One of the great effects of the Sacrament of the Sick is that it unites the suffering one to Christ in his or her illness, and so does exactly what this psalm says, pours out the graciousness of God to the person so that this Enemy may not shout in triumph over them.
At the same time, this psalm speaks to just how evil the whole euthanasia movement is. Call it assisted suicide or whatever—it is euthanasia. Sickness is a time of temptation and spiritual struggle.
The dying process is fraught with terrible battles against despair, against all sorts of tragic lamentations and desperate combat against not just physical death but the deeper spiritual death—the death of faith, the death of hope, the death of love.

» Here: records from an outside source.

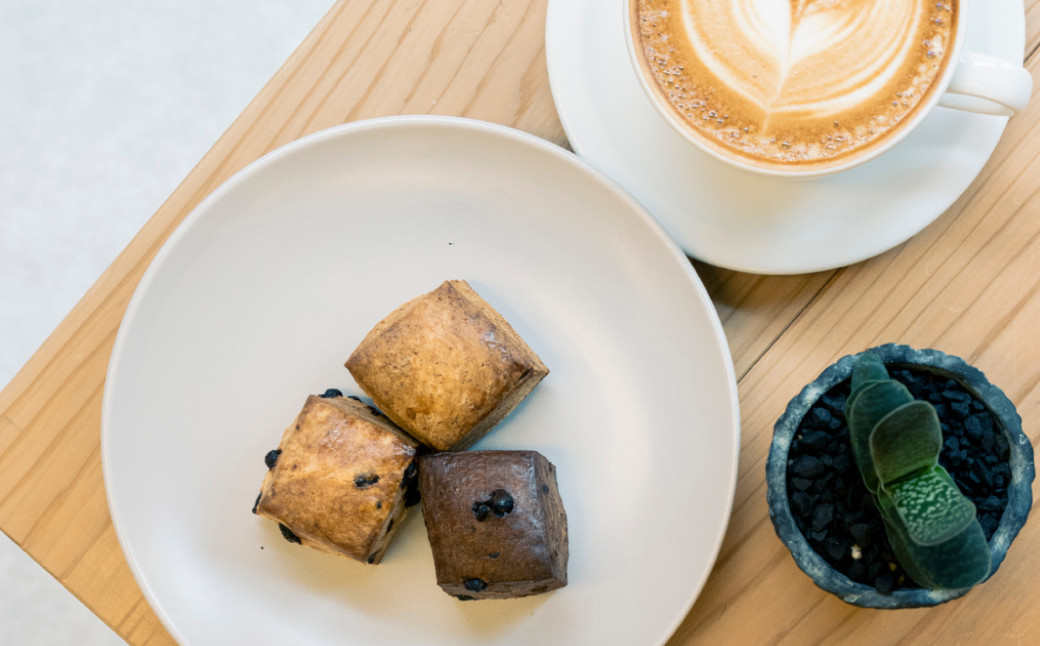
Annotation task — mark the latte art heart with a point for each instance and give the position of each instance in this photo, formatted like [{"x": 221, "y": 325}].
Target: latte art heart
[{"x": 795, "y": 81}]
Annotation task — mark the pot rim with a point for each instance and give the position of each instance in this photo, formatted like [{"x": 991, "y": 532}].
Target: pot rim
[{"x": 1019, "y": 491}]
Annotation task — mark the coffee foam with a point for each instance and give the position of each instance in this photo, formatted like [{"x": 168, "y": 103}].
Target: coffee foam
[{"x": 795, "y": 82}]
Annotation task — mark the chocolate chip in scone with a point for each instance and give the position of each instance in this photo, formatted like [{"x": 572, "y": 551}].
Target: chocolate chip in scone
[
  {"x": 481, "y": 511},
  {"x": 501, "y": 502},
  {"x": 365, "y": 481},
  {"x": 288, "y": 535}
]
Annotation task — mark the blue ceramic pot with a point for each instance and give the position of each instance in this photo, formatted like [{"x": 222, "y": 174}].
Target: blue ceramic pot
[{"x": 1019, "y": 491}]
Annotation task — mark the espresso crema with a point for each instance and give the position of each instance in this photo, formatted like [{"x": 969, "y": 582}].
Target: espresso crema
[{"x": 795, "y": 83}]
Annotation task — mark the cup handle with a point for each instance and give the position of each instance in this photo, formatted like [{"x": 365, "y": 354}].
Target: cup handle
[{"x": 988, "y": 85}]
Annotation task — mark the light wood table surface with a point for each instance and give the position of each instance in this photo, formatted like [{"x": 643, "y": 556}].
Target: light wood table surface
[{"x": 969, "y": 285}]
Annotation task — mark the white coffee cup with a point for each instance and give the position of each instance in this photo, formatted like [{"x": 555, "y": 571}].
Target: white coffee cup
[{"x": 970, "y": 81}]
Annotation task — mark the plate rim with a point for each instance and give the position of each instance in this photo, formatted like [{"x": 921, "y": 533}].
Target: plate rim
[{"x": 299, "y": 146}]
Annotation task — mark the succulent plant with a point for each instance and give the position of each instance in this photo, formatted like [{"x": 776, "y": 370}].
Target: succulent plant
[{"x": 895, "y": 442}]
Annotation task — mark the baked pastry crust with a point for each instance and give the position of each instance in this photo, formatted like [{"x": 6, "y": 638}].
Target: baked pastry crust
[
  {"x": 445, "y": 366},
  {"x": 340, "y": 481},
  {"x": 496, "y": 523}
]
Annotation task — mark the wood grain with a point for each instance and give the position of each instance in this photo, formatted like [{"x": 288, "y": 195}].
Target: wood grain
[{"x": 969, "y": 284}]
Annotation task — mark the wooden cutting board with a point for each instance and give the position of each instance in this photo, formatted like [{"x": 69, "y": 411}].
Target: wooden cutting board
[{"x": 969, "y": 285}]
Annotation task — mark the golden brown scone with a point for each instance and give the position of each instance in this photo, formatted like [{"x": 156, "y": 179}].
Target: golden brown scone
[
  {"x": 445, "y": 366},
  {"x": 495, "y": 521},
  {"x": 340, "y": 479}
]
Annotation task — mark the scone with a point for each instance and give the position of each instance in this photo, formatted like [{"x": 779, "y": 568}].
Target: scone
[
  {"x": 445, "y": 366},
  {"x": 340, "y": 480},
  {"x": 495, "y": 521}
]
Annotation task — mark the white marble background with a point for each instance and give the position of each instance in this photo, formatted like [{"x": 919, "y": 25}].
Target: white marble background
[{"x": 105, "y": 105}]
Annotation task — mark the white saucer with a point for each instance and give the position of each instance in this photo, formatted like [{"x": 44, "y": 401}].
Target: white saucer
[{"x": 737, "y": 220}]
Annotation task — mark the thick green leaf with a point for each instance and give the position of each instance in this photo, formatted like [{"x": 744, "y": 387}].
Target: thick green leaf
[
  {"x": 960, "y": 562},
  {"x": 873, "y": 402},
  {"x": 931, "y": 507},
  {"x": 906, "y": 441},
  {"x": 867, "y": 367}
]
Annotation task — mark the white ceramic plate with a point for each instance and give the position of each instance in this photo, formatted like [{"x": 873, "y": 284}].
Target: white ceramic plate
[
  {"x": 741, "y": 221},
  {"x": 260, "y": 295}
]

To have the doctor who is supposed to be caring for you standing over you with a needle saying constantly in the midst of these battles “We can end this all now, you know!” is pure evil, even if the intentions are in fact kindly. To have the government—which let us not forget means you and I—standing at the bedside of the person saying “Hey, why don’t you just kill yourself?” is simply wicked.
So perhaps this psalm is not so remote and odd after all. We are surrounded by spiritual enemies in our sicknesses, and now more and more are surrounded by human enemies in (alas!) the members of the very profession who are supposed to be helping us and the society who is supposed to cherish us support us.
So in the light of that, let us pray for all the sick and turn to God in our own ailments, that he deliver us all from evil and raise us up in the sight of our foes. Amen.